State Key Laboratory of Cell Biology, CAS Center for Excellence in Molecular Cell Science, Shanghai Institute of Biochemistry and Cell Biology, Chinese Academy of Sciences, University of Chinese Academy of Sciences, Shanghai, China.
State Key Laboratory of Oncogenes and Related Genes, Stem Cell Research Center, Renji Hospital, School of Medicine, Shanghai Jiao Tong University, Shanghai, China.
PLoS Biol. 2018 Nov 13;16(11):e2006522. doi: 10.1371/journal.pbio.2006522. eCollection 2018 Nov.
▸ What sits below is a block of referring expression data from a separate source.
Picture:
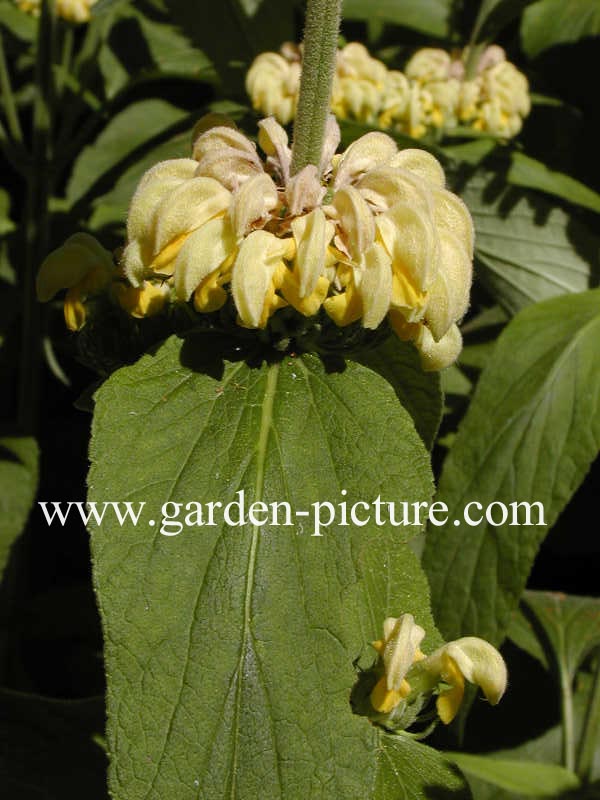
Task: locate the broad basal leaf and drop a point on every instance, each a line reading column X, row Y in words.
column 48, row 750
column 551, row 22
column 18, row 484
column 427, row 16
column 527, row 250
column 230, row 649
column 530, row 434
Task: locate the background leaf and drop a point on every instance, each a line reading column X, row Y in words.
column 570, row 625
column 530, row 434
column 551, row 22
column 428, row 16
column 257, row 629
column 132, row 128
column 18, row 479
column 47, row 748
column 527, row 250
column 532, row 174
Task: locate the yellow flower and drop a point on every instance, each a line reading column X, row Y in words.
column 471, row 659
column 370, row 233
column 398, row 650
column 273, row 84
column 408, row 673
column 83, row 267
column 72, row 10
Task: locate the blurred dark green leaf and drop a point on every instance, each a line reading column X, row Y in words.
column 127, row 131
column 18, row 484
column 427, row 16
column 551, row 22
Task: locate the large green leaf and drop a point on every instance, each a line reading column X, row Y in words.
column 532, row 174
column 126, row 131
column 419, row 392
column 407, row 770
column 229, row 650
column 427, row 16
column 530, row 434
column 570, row 625
column 527, row 250
column 48, row 748
column 18, row 485
column 494, row 15
column 551, row 22
column 525, row 778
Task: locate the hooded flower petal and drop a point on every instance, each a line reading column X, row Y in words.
column 202, row 253
column 312, row 234
column 187, row 208
column 364, row 154
column 253, row 271
column 81, row 257
column 252, row 203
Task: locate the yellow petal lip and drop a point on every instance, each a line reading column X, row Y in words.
column 252, row 203
column 363, row 154
column 187, row 208
column 203, row 251
column 70, row 264
column 355, row 219
column 252, row 275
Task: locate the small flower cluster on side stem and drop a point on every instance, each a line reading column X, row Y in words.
column 405, row 678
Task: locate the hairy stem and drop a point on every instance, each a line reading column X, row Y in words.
column 318, row 66
column 36, row 222
column 568, row 722
column 590, row 736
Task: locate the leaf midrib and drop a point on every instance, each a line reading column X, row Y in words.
column 266, row 421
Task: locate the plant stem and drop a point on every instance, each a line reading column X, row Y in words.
column 590, row 735
column 36, row 222
column 567, row 718
column 318, row 66
column 8, row 98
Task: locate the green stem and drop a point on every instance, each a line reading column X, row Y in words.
column 36, row 222
column 567, row 719
column 318, row 67
column 590, row 736
column 472, row 54
column 8, row 98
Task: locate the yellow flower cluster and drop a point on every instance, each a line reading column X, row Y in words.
column 372, row 233
column 407, row 672
column 71, row 10
column 431, row 94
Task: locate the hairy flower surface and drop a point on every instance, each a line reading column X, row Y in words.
column 83, row 267
column 371, row 234
column 71, row 10
column 432, row 94
column 408, row 674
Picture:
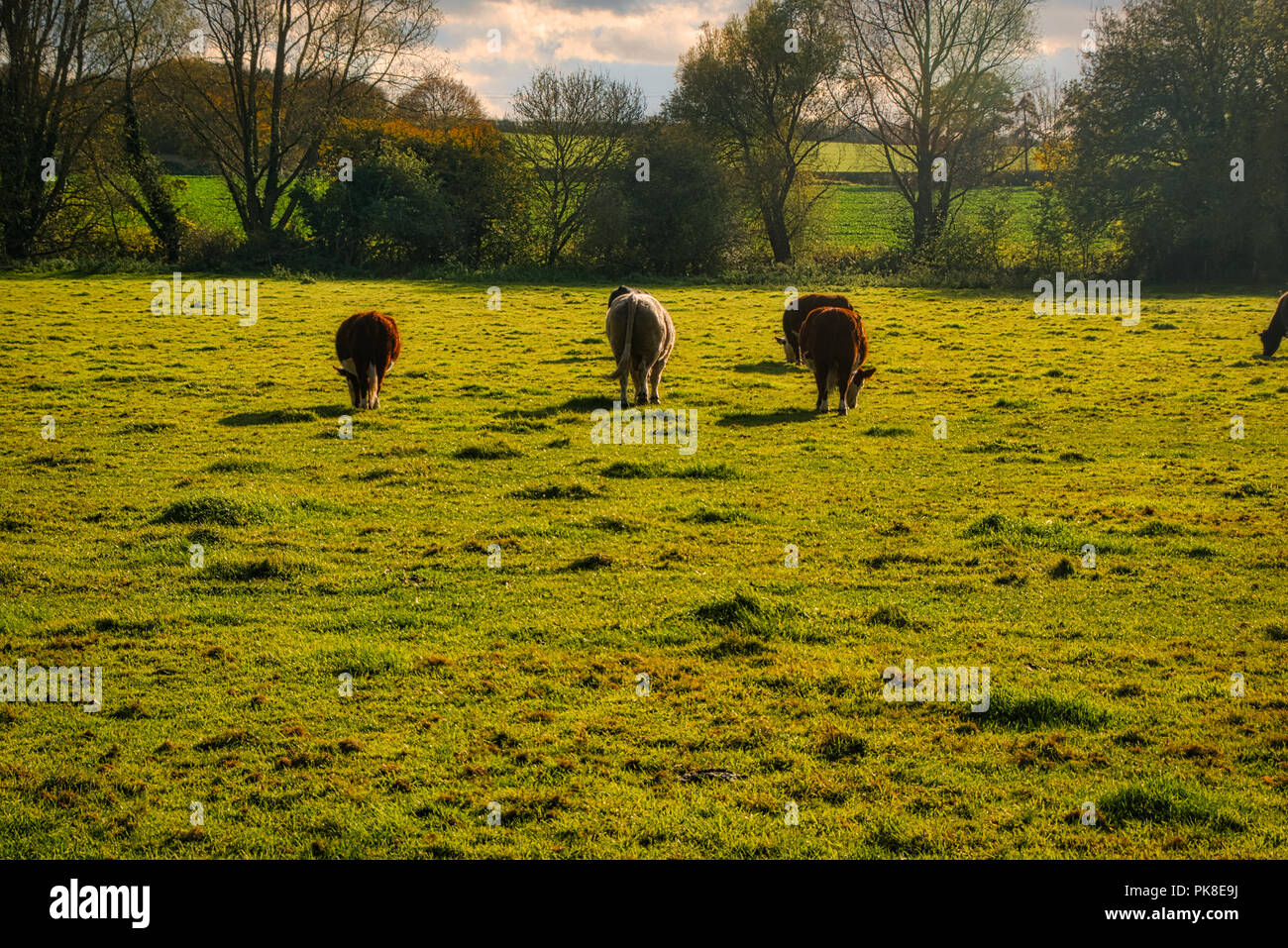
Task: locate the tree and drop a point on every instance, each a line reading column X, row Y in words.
column 682, row 220
column 572, row 136
column 141, row 34
column 934, row 81
column 758, row 86
column 439, row 101
column 416, row 196
column 51, row 102
column 1177, row 133
column 288, row 71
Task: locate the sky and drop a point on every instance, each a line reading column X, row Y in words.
column 642, row 40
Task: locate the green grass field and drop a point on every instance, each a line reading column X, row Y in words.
column 516, row 685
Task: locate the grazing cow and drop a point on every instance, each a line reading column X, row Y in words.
column 642, row 334
column 366, row 346
column 1275, row 331
column 793, row 320
column 835, row 346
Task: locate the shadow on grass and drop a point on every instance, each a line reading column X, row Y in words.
column 767, row 368
column 583, row 404
column 274, row 416
column 751, row 419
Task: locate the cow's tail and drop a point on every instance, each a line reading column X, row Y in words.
column 623, row 364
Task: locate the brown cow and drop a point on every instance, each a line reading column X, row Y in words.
column 835, row 346
column 1275, row 331
column 795, row 316
column 366, row 346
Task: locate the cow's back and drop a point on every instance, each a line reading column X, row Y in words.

During the aging process, bone marrow mesenchymal stem cells (BMSCs) exhibit declined osteogenesis accompanied by excess adipogenesis, which will lead to osteoporosis. Here, we report that the H3 lysine 36 trimethylation (H3K36me3), catalyzed by histone methyltransferase SET-domain-containing 2 (SETD2), regulates lineage commitment of BMSCs. Deletion of Setd2 in mouse bone marrow mesenchymal stem cells (mBMSCs), through conditional Cre expression driven by Prx1 promoter, resulted in bone loss and marrow adiposity. Loss of Setd2 in BMSCs in vitro facilitated differentiation propensity to adipocytes rather than to osteoblasts. Through conjoint analysis of RNA sequencing (RNA-seq) and chromatin immunoprecipitation sequencing (ChIP-seq) data, we identified a SETD2 functional target gene, Lbp, on which H3K36me3 was enriched, and its expression was affected by Setd2 deficiency. Furthermore, overexpression of lipopolysaccharide-binding protein (LBP) could partially rescue the lack of osteogenesis and enhanced adipogenesis resulting from the absence of Setd2 in BMSCs. Further mechanistic studies demonstrated that the trimethylation level of H3K36 could regulate Lbp transcriptional initiation and elongation. These findings suggest that H3K36me3 mediated by SETD2 could regulate the cell fate of mesenchymal stem cells (MSCs) in vitro and in vivo, indicating that the regulation of H3K36me3 level by targeting SETD2 and/or the administration of downstream LBP may represent a potential therapeutic way for new treatment in metabolic bone diseases, such as osteoporosis.
在衰老过程中,骨髓间充质干细胞(BMSCs)表现出成骨能力下降,同时伴随着脂肪生成过度,这将导致骨质疏松症。在这里,我们报告组蛋白甲基转移酶 SET 结构域包含蛋白 2(SETD2)催化的 H3 赖氨酸 36 三甲基化(H3K36me3)调节 BMSCs 的谱系分化。通过 Prx1 启动子驱动的条件性 Cre 表达,在小鼠骨髓间充质干细胞(mBMSCs)中删除 Setd2 会导致骨丢失和骨髓脂肪增多。BMSCs 中 Setd2 的缺失促进了向脂肪细胞而不是成骨细胞的分化倾向。通过 RNA 测序(RNA-seq)和染色质免疫沉淀测序(ChIP-seq)数据的联合分析,我们确定了 SETD2 的一个功能性靶基因 Lbp,H3K36me3 在此处富集,其表达受 Setd2 缺失的影响。此外,Lbp 的过表达可以部分挽救由于 BMSCs 中 Setd2 缺失导致的成骨不足和脂肪生成增强。进一步的机制研究表明,H3K36 的三甲基化水平可以调节 Lbp 的转录起始和延伸。这些发现表明,SETD2 介导的 H3K36me3 可以调节体外和体内间充质干细胞(MSCs)的细胞命运,表明通过靶向 SETD2 调节 H3K36me3 水平和/或施用下游 LBP 可能代表代谢性骨病(如骨质疏松症)新治疗的潜在治疗方法。